Tabari was visibly moved when Ellen surprised him with tribute video clips from about 10 of his West Craven students.
In the midst of a 12-minute interview with several “wow” moments, none were more moving than when he was brought to tears as he spoke of his late daughter, Alexandria Pearl. Two weeks ago, it was her 16th birthday.
“I kept everything together until I started talking about my child who passed away,” he said. “The reason I’m so dedicated is that I live my daughter’s life through them, which is why I always call them my babies.”
He had never talked about it publicly before, but said the students’ video messages made it all stand out.
“A grown man was crying on TV, but I couldn’t help myself,” he said. “It sank. I just couldn’t hold it back.
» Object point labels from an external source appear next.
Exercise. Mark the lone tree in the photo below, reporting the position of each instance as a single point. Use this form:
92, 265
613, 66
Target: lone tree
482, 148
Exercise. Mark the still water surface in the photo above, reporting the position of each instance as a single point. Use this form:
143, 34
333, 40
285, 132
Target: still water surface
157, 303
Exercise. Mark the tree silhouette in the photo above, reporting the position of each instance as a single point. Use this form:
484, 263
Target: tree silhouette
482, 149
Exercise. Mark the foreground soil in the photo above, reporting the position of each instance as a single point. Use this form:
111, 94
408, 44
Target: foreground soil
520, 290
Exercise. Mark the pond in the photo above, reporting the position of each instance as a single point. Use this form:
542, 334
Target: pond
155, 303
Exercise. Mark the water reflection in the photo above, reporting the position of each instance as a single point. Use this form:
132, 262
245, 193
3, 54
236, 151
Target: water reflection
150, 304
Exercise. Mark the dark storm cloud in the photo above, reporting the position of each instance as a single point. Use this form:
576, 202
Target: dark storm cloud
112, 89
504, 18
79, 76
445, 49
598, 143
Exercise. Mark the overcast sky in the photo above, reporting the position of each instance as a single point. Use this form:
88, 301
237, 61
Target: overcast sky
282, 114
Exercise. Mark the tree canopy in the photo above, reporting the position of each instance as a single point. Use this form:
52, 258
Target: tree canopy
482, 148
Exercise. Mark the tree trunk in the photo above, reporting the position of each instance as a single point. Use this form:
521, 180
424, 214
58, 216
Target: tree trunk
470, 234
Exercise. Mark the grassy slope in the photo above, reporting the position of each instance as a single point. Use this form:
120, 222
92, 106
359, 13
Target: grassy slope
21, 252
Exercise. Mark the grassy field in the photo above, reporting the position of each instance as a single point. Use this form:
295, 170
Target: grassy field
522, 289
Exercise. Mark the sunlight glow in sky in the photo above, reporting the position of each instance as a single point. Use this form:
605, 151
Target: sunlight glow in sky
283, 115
Ellen had two final surprises for Tabari – her own sign, with a $ 25,000 donation to the Shutterfly School.
Tabari said students and staff will decide how to use the money.
The telecast drew rave reviews, but the journey to her seat on stage is a story in itself.
Thursday’s appearance was taped Tuesday, closing five eventful days for Tabari. But, the Ellen Show wanted it ever since it handed out the signs to graduates in late spring.
“It all started in May when we had this viral moment. They had been in contact with me from time to time since then, ”said Tabari.
The show took a summer sabbatical before Ellen could bring Tabari to Hollywood.
“So I thought it was over. I thought about it, I missed this opportunity, ”he said. “But, when the show started airing again, they called me back.”
After telephone conversations over the past three weeks, he received a call at 9.45 p.m. on September 18, asking if he could be on a plane to California by noon the next day. The show would take care of the logistics.
Tabari was not going to miss the opportunity twice.
“I called my superintendent and talked to my wife,” he says. “They said ‘come on, come on, you have to go, this is an opportunity of a lifetime.’ So I jumped on a plane to go coast to coast, with 10 hours of preparation. It was the craziest thing I think I ever did.
After arriving, he received what he described as “superstar treatment”, along with serious COVID-19 protocols.
He was quarantined for three days, passing four COVID-19 tests, as well as a quick test after a private car took him to the studio for recording. This was followed by a waiting period from noon to 5 p.m.
The shoot wasn’t just Tabari and Ellen and a crew in an empty auditorium.
He was surprised to see an audience, sort of.
Instead of people sitting down, the studio was filled with members of the audience streaming live on large screens from their homes – with sound.
“It was beautiful,” he says. “It was like they were there.”
He then realized the scope of the exhibition.
“My kids have been through so much, to see them on a national stage like that and shine the limelight with them like that was all I could ask for.
Another lasting memory will be the host.
“Ellen, I can’t say enough about her,” he said. “She has the biggest heart in America. She was extremely courteous and kind; she gets to know you, a very, very genuine person. She treats you like a professional, but almost like family. We’ve probably been nudged five times. . Everything you thought she was, she is, 10 times.